Note: These are second hand/Consignment kits - we have looked over them but there might be something missing.
Heres some infor from a build blog:
Comments: Injection-molded, 492 parts (13 photoetched metal, 20 metal, 4 vinyl, 1 photo film), decals
Pros: Excellent detail, great cockpit, wide range of ordnance, good fit, good decals, metal cores for landing-gear struts
Cons: Wire and photoetched hinges work poorly, seat harness stiff, model needs nose weight
Trumpeter's big Fulcrum appears first as the latest MiG-29M version. A MiG-29K is also on the way. Trumpeter has been on a roll with its Russian fighters, and the Fulcrum, with gobs of detail and accurate shape, is no exception.
The clear parts are well-molded, and this time, the instrument panel has gauge faces instead of holes. This requires careful painting. The photo film for the gauges glues to the back of the clear panel as usual.
White-metal landing-gear cores are included to give the struts extra strength. An optional white-metal pitot tube is provided, but mine was mis-cast. I glued the metal tip onto the plastic pitot.
Out of the 492 parts, 252 parts go toward a wide array of air-to-air and air-to- ground missiles and pylons. There are 32 missiles and their appropriate hard points, but the most that can be mounted on the jet is eight. Not being that familiar with Russian ordnance, I just picked a bunch of missiles I saw mounted on Fulcrums in reference photos. An entire decal sheet is dedicated to missile stenciling, and one side of the color and markings guide is for ordnance. Actually, only about half the weapons shown on the sheet come in the kit, so the others are probably destined for subsequent kits.
The decal sheet provides markings for two aircraft, but the camouflage pattern shown on the marking sheet is incorrect compared with photos.
Harnesses for the seat are produced on the photoetched fret, along with control surface hinge-pin holders. Metal hinge pins, 10 screws, and four vinyl tires round out the contents.
Construction was straightforward starting with the cockpit. The photoetched seat harness looks stiff and is difficult to bend and conform to the seat.
When joining the upper and lower fuselage halves, I had to fill near the nose and where the stabilizers attach. Screws attach the wings and nose-gear bay to the fuselage.
The hinged control surfaces were floppy, so I glued them in place.
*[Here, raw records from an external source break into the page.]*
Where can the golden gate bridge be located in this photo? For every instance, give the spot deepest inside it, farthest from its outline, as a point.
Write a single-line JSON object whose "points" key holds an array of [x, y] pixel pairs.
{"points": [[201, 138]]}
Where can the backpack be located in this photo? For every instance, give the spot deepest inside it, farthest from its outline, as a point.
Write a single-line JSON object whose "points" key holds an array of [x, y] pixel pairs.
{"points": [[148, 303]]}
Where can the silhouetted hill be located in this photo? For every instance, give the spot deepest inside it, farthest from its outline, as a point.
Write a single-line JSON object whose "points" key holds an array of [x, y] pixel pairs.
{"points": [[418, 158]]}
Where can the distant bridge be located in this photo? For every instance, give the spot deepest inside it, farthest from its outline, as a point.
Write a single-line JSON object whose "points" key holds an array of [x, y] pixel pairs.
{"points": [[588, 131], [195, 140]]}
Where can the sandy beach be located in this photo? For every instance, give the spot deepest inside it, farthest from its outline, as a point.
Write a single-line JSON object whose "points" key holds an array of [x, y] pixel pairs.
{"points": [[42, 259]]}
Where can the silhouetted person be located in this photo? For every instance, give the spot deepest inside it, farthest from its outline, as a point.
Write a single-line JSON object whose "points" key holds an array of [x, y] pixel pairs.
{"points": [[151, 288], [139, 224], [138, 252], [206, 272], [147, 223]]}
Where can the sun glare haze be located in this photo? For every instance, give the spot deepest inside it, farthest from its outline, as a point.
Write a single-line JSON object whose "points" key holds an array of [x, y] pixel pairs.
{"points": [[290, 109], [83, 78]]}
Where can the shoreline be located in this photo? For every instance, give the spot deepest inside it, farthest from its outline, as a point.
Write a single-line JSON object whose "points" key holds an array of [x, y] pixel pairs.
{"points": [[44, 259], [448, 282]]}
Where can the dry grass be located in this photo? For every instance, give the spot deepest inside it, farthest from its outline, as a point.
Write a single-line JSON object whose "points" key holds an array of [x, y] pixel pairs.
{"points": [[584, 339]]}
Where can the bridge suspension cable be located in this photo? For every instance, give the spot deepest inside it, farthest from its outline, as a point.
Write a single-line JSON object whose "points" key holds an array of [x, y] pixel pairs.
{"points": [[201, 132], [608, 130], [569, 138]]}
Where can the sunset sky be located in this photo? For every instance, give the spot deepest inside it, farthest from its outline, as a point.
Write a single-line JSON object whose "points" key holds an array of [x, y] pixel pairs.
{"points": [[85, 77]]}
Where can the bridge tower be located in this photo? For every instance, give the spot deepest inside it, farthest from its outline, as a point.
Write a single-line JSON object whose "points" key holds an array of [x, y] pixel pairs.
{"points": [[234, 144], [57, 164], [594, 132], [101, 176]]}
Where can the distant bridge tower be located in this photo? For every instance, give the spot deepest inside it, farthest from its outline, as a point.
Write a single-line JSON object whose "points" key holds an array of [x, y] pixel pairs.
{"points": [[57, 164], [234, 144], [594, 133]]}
There's no indication in the instructions that the model will be tail-heavy once ordnance is installed. I had already glued the nose cone on by that time, but I was able to coat an automotive wheel weight with super glue and drop it into the model through the opening for one of the exhaust pipes. After a shot of super glue accelerator, it must have settled somewhere in the forward fuselage and was heavy enough to balance the model. That's the hard way to solve it. You should glue weight into the nose cone; there's no radar detail so there's plenty of room.
I had to work on the nose-cone seam and restore detail around it that was lost to sanding.
In Step 11 when adding the intakes, the ramps parts No. D6 and D7 sit high. I sanded them so they were flush with the intake edges. I also had to sand the wedges on which the ramps rest so the intake fit properly.
The landing gear struts go together well and they're sturdy, but the main struts are canted inward too far. The detailed exhaust cans angle outward, but I'm not sure I see that in reference photos.
The final tweak was to sand the instrument panel coaming to better fit the headup display. The last assembly session went to building the missiles and pylons.
After painting the model, the decals went down great. I spent about 40 hours putting Trumpeter's big Fulcrum together, some of that studying the unfamiliar ordnance. A good reference is Warbird Tech Series MiG-29 Fulcrum, No. 41.
The finished model looks right and makes a nice comparison with a 1/32 scale F-16. You should have some experience with complex kits before getting wedged in by this Fulcrum.